Databricks Certification and Badging
The new standard for lakehouse training and certifications
Databricks Certified Machine Learning Associate
The Databricks Certified Machine Learning Associate certification exam assesses an individual’s ability to use Databricks to perform basic machine learning tasks. This includes an ability to understand and use Databricks Machine Learning and its capabilities like AutoML, Feature Store, and select capabilities of MLflow. It also assesses the ability to make correct decisions in machine learning workflows and implement those workflows using Spark ML. Finally, an ability to understand advanced characteristics of scaling machine learning models is assessed. Individuals who pass this certification exam can be expected to complete basic machine learning tasks using Databricks and its associated tools.
In order to achieve this certification, earners must pass a certification exam. In order to achieve this certification, please either log in or create an account in our certification platform.
This certification is part of the Machine Learning learning pathway.

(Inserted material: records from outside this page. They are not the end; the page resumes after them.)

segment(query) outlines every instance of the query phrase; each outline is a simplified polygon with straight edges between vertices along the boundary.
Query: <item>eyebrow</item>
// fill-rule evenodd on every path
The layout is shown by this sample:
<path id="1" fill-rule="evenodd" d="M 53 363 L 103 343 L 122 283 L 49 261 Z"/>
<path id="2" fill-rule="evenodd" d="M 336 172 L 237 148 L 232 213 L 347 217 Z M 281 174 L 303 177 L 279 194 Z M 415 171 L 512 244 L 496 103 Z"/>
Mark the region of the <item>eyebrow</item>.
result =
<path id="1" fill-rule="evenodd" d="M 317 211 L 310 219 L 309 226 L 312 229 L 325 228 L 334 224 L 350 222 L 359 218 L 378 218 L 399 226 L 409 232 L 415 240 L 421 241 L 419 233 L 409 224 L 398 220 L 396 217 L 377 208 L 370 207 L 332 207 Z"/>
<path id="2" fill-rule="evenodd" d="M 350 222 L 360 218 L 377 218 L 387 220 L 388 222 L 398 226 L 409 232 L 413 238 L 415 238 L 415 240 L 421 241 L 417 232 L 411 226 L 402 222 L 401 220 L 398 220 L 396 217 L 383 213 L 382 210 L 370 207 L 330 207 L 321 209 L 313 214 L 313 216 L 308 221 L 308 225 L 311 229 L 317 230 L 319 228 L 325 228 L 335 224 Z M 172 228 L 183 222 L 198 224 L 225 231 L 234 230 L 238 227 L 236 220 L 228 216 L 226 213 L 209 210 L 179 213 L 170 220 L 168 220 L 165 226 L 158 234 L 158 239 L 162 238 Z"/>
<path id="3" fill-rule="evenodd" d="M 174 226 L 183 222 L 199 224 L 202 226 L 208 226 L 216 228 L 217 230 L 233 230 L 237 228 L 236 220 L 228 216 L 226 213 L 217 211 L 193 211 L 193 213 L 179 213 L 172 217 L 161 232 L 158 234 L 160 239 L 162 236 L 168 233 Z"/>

This certification exam is set to be released in the near future. Details about the certification exam are provided below. Please note that these details are subject-to-change.

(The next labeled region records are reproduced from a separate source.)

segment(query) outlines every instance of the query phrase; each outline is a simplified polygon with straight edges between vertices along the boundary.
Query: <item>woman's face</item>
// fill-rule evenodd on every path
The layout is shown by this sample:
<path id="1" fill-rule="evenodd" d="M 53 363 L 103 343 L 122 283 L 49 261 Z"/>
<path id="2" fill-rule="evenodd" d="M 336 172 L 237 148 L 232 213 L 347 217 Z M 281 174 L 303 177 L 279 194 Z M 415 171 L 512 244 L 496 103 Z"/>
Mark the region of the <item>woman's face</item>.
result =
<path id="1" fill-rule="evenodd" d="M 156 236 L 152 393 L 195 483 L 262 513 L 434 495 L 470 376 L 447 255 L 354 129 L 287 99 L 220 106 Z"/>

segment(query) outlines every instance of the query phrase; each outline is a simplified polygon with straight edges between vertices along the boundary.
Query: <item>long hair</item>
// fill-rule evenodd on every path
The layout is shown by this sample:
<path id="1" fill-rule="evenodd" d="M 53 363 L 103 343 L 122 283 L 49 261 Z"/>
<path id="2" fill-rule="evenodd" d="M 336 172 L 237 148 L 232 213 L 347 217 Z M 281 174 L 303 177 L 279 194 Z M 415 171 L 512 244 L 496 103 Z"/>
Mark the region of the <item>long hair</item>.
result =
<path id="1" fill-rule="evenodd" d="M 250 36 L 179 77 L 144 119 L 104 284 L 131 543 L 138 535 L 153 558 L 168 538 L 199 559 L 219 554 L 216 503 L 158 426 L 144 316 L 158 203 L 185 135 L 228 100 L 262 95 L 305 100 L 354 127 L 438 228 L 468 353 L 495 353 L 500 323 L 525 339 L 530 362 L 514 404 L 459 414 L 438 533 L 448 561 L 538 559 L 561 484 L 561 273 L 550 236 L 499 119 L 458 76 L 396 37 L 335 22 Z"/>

Minimally Qualified Candidate
The minimally qualified candidate should be able to:
- Use Databricks Machine Learning and its capabilities within machine learning workflows, including:
- Databricks Machine Learning (clusters, Repos, Jobs)
- Databricks Runtime for Machine Learning (basics, libraries)
- AutoML (classification, regression, forecasting)
- Feature Store (basics)
- MLflow (Tracking, Models, Model Registry)
- Implement correct decisions in machine learning workflows, including:
- Exploratory data analysis (summary statistics, outlier removal)
- Feature engineering (missing value imputation, one-hot-encoding)
- Tuning (hyperparameter basics, hyperparameter parallelization)
- Evaluation and selection (cross-validation, evaluation metrics)
- Implement machine learning solutions at scale using Spark ML and other tools, including:
- Distributed ML Concepts
- Spark ML Modeling APIs (data splitting, training, evaluation, estimators vs. transformers, pipelines)
- Pandas API on Spark
- Pandas UDFs and Pandas Function APIs
- Understand advanced scaling characteristics of classical machine learning models, including:
- Distributed Linear Regression
- Distributed Decision Trees
- Ensembling Methods (bagging, boosting)
Testers will have 90 minutes to complete the certification exam.
There are 45 multiple-choice questions on the certification exam. The questions will be distributed by high-level topic in the following way:
- Databricks Machine Learning – 29% (13/45)
- ML Workflows – 29% (13/45)
- Spark ML – 33% (15/45)
- Scaling ML Models – 9% (4/45)
Each attempt of the certification exam will cost the tester $200. Testers might be subjected to tax payments depending on their location. Testers are able to retake the exam as many times as they would like, but they will need to pay $200 for each attempt.
There are no test aids available during this exam.
All machine learning code within this exam will be in Python. In the case of workflows or code not specific to machine learning tasks, data manipulation code could be provided in SQL.
Because of the speed at which the responsibilities of a machine learning practitioner and capabilities of the Databricks Lakehouse Platform change, this certification is valid for 2 years following the date on which each tester passes the certification exam.
In order to learn the content assessed by the certification exam, candidates should take one of the following Databricks Academy courses:
- Instructor-led: Scalable Machine Learning with Apache Spark
- Self-paced (available in Databricks Academy): Scalable Machine Learning with Apache Spark
Candidates are also able to learn more about the certification exam by taking the certification exam’s overview course (coming soon).